Ireland’s Model Crisis

Ireland has now left the clutches of the bailout-for-austerity framework created by the Troika (the European Commission, the ECB, and the IMF) for indebted eurozone countries. But the the monetary union's other distressed countries cannot replicate Ireland's success – nor should they want to.

DUBLIN – Ireland has now left the clutches of the bailout-for-austerity framework established by the Troika (the European Commission, the European Central Bank, and the International Monetary Fund) for indebted eurozone countries, and is leading the monetary union’s economic recovery. European policymakers, including Jean-Claude Trichet, the ECB’s former president, have suggested that Ireland’s dogged commitment to austerity is a model for others.

Really?
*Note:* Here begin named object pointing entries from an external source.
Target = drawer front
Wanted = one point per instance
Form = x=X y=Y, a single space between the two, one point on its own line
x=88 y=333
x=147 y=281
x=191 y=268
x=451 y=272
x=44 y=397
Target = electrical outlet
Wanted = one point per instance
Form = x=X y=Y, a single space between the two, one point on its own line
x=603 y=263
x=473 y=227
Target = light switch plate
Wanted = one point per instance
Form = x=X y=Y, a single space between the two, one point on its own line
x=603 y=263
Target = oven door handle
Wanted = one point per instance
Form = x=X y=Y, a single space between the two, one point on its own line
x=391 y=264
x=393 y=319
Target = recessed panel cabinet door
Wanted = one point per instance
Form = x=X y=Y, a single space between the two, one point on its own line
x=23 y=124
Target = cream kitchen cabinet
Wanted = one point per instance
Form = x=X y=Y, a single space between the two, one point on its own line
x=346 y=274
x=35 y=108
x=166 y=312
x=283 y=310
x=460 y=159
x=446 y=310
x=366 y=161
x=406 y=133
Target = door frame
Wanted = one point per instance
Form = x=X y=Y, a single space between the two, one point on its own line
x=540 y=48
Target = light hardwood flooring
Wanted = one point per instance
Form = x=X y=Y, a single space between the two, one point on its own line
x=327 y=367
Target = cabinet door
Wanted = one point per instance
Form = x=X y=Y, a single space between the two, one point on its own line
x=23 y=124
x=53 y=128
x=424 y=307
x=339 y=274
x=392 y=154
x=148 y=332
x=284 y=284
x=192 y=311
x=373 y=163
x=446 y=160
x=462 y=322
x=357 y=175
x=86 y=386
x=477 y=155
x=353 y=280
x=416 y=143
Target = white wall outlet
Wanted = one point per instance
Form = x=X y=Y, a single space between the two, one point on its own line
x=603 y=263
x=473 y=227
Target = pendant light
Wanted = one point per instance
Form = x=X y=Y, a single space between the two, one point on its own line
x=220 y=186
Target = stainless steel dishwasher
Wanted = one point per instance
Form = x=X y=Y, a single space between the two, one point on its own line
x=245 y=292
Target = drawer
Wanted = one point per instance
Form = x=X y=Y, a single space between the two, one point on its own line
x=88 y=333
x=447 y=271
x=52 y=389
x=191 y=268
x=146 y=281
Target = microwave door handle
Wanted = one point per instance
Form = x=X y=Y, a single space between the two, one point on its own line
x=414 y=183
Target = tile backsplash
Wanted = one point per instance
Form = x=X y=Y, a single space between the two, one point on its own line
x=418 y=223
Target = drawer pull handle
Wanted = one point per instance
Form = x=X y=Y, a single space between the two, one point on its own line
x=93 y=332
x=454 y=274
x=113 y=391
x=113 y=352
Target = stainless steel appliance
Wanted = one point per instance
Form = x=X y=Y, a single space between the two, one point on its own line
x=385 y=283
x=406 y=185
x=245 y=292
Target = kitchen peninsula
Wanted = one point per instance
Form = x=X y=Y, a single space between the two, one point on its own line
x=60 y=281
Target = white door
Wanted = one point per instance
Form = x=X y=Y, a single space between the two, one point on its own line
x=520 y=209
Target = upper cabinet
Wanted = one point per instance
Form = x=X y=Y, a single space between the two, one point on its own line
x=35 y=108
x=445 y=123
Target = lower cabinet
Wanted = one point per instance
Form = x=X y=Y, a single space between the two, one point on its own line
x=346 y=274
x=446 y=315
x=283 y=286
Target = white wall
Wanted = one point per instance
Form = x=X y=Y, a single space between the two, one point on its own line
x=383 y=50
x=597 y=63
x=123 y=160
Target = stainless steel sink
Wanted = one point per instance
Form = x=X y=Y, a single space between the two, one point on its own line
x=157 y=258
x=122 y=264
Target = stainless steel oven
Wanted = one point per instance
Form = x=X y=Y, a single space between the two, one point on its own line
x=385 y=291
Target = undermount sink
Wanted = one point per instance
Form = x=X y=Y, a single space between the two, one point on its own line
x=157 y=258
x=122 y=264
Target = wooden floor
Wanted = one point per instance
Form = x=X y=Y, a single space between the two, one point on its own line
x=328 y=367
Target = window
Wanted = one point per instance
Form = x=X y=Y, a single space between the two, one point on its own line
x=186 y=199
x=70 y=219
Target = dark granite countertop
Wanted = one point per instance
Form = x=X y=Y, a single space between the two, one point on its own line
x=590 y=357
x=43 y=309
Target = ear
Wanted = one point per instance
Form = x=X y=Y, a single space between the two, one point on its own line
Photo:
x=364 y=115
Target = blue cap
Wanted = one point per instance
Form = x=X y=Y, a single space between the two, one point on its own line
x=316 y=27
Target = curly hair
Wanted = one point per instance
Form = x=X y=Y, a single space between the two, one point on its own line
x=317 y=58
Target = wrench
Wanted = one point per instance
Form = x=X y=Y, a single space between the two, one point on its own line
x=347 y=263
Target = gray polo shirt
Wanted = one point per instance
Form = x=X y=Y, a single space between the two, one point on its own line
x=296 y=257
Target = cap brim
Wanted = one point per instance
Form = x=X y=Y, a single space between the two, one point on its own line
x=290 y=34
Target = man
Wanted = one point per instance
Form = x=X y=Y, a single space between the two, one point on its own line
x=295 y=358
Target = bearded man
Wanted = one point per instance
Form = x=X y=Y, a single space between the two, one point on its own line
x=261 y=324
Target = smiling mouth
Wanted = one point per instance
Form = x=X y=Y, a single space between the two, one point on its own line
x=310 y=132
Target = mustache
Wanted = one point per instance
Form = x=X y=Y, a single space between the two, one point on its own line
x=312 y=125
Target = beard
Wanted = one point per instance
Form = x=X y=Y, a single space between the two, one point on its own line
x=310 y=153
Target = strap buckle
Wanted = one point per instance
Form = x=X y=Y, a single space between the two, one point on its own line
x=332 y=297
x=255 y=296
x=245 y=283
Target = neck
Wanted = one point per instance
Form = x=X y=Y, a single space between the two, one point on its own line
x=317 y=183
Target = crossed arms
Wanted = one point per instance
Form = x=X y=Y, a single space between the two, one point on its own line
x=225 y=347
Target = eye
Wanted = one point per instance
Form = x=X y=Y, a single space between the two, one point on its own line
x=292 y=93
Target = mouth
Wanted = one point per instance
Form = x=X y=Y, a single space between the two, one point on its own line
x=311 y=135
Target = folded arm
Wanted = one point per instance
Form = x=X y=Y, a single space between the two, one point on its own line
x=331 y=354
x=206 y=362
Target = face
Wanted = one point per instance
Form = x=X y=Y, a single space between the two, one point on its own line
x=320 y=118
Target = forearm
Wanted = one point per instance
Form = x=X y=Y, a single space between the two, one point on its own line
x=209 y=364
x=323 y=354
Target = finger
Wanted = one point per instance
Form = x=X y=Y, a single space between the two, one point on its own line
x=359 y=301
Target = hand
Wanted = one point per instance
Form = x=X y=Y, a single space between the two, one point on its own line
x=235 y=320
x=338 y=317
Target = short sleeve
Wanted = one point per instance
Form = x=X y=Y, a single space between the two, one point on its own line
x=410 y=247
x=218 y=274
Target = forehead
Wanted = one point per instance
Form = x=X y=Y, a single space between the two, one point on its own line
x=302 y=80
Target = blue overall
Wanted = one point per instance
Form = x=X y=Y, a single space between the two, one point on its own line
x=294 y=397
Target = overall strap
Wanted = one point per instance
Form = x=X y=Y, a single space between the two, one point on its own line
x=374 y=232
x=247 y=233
It was not long ago that Ireland’s economic miracle was also seen as a model – what the Economist in 1997 hailed as “Europe’s shining light” – attracting admirers as diverse and distant as China and Israel. Then, Ireland became a model for how not to manage a property bubble and, subsequently, a banking crisis. Although exiting the Troika program is undoubtedly a success, especially when compared with the country’s wretched outlook in late 2010, no one should aspire to what Ireland has been through.

Most Irish citizens would also reject the notion that their country has been austerity’s model patient. The fact that the country has again become fashionable reflects the confusion in eurozone policymakers’ economic thinking and the folly of imitation across think tanks and international institutions. A bona fide socioeconomic model should be built around an ingrained “way of doing things” – indeed, so ingrained that the model, like the vaunted Nordic one, is almost impossible to replicate elsewhere.